The Commission would have preferred that the Council had agreed on the application of the Regulation to movements of cash above €15,000 as this would have been consistent with the €15,000 threshold used in the money laundering Directives. However, the Commission is prepared to show flexibility in the interests of ensuring agreement on the proposal. Whilst the Commission would endeavour to support any reasonable threshold; a threshold of €10,000 would seem best to meet the need for a firm and clear response.
Once the common position has been formally adopted by the Council, work on the proposal will continue in the Parliament in accordance with the Treaty co-decision procedure.
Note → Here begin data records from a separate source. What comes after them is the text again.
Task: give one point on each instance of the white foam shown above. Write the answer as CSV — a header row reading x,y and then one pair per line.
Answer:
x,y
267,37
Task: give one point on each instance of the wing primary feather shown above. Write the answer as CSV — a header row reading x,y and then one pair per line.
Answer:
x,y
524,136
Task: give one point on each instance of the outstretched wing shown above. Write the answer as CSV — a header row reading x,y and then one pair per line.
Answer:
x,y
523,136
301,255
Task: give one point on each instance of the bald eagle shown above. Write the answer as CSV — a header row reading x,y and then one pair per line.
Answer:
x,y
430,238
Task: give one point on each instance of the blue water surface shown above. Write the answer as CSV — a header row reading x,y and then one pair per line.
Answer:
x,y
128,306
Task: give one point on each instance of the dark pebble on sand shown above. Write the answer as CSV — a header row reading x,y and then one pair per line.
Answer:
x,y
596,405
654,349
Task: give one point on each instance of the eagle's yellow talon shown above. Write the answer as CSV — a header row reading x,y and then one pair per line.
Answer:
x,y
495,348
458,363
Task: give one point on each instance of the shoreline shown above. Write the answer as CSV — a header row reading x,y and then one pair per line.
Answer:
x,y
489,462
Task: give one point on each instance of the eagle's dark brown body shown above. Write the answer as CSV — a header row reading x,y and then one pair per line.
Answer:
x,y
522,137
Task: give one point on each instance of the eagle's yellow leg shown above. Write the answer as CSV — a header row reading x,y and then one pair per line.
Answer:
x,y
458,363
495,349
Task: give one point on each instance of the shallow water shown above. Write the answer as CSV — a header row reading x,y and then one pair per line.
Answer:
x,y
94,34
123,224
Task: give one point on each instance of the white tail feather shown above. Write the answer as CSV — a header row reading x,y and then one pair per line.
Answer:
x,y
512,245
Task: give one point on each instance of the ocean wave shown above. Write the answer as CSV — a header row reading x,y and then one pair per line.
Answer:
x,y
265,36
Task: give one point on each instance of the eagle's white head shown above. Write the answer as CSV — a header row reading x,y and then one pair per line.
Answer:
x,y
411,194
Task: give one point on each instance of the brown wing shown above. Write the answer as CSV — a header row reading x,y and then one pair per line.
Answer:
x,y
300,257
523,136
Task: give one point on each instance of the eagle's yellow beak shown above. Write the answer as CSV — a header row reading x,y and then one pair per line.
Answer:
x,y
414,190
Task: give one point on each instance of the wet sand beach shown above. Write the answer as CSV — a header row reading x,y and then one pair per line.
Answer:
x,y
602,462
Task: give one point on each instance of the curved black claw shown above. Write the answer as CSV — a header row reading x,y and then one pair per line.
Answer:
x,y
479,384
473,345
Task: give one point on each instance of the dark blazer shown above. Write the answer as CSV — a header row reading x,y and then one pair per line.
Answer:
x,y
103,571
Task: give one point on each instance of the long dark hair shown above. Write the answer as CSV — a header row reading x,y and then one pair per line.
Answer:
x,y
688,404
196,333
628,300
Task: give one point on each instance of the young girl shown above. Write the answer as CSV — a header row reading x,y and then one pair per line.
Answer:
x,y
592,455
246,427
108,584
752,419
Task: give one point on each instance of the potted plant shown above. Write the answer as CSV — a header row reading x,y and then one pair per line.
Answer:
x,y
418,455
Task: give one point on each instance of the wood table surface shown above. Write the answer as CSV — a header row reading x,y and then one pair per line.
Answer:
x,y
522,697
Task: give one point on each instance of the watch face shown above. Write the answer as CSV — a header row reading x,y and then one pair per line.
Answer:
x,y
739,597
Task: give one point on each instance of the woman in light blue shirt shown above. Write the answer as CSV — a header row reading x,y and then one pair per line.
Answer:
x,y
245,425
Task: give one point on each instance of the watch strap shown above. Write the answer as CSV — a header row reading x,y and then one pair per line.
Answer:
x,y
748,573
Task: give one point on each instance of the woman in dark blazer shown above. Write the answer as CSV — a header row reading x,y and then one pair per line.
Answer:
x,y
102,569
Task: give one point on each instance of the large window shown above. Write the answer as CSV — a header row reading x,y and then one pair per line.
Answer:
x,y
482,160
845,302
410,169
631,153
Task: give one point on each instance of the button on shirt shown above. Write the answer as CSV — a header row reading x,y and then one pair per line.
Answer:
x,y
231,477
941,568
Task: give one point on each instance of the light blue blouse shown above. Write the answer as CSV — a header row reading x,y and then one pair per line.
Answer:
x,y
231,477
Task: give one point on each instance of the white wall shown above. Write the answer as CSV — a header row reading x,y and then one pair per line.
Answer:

The proposed Regulation would require Member States to ensure travellers entering or leaving the EU through its external borders made a declaration if they were carrying more than a certain threshold in cash (€10,000 or €15,000 - to be decided) (or its equivalent in other currencies or easily convertible items such as cheques drawn on a third party and traveller's cheques/postal cheques).
The measure would complement the controls already applied under the EU's Money Laundering Directive (91/308/EC) to transactions via financial institutions. A joint operation by EU customs authorities to monitor cross-border cash movements in excess of €10,000 from September 1999 to February 2000 revealed total cash movements in that period of €1.35 billion. While some Member States already apply controls to cash movements others do not and the types of controls vary considerably. The current lack of an EU-wide arrangement reduces the effectiveness of controls applied under the Money Laundering Directive.
Excise Duties – regulation to strengthen administrative co-operation (JT)
The Council is due to adopt without discussion a Regulation to strengthen co-operation between Member States' tax authorities so as to combat fraud in the field of excise duties on alcohol, tobacco and energy products. The Regulation will ensure more direct contacts between local tax offices of Member States, so as to speed up information flows; establish clearer and more binding rules on cooperation between Member States; require more automatic and spontaneous information exchange (as opposed to information exchange on request); and improve the systems in place for the transmission of information. The Regulation that is based on a Commission proposal of January 2004 (see IP/04/28) will complement the initiative to computerise the movement of excisable goods in the Community adopted in June 2003 (see IP/03/788) and is the counterpart to rules strengthening administrative co-operation in the VAT and direct tax fields adopted by the EU’s Council of Ministers over the last year (see IP/03/1350 and IP/04/539).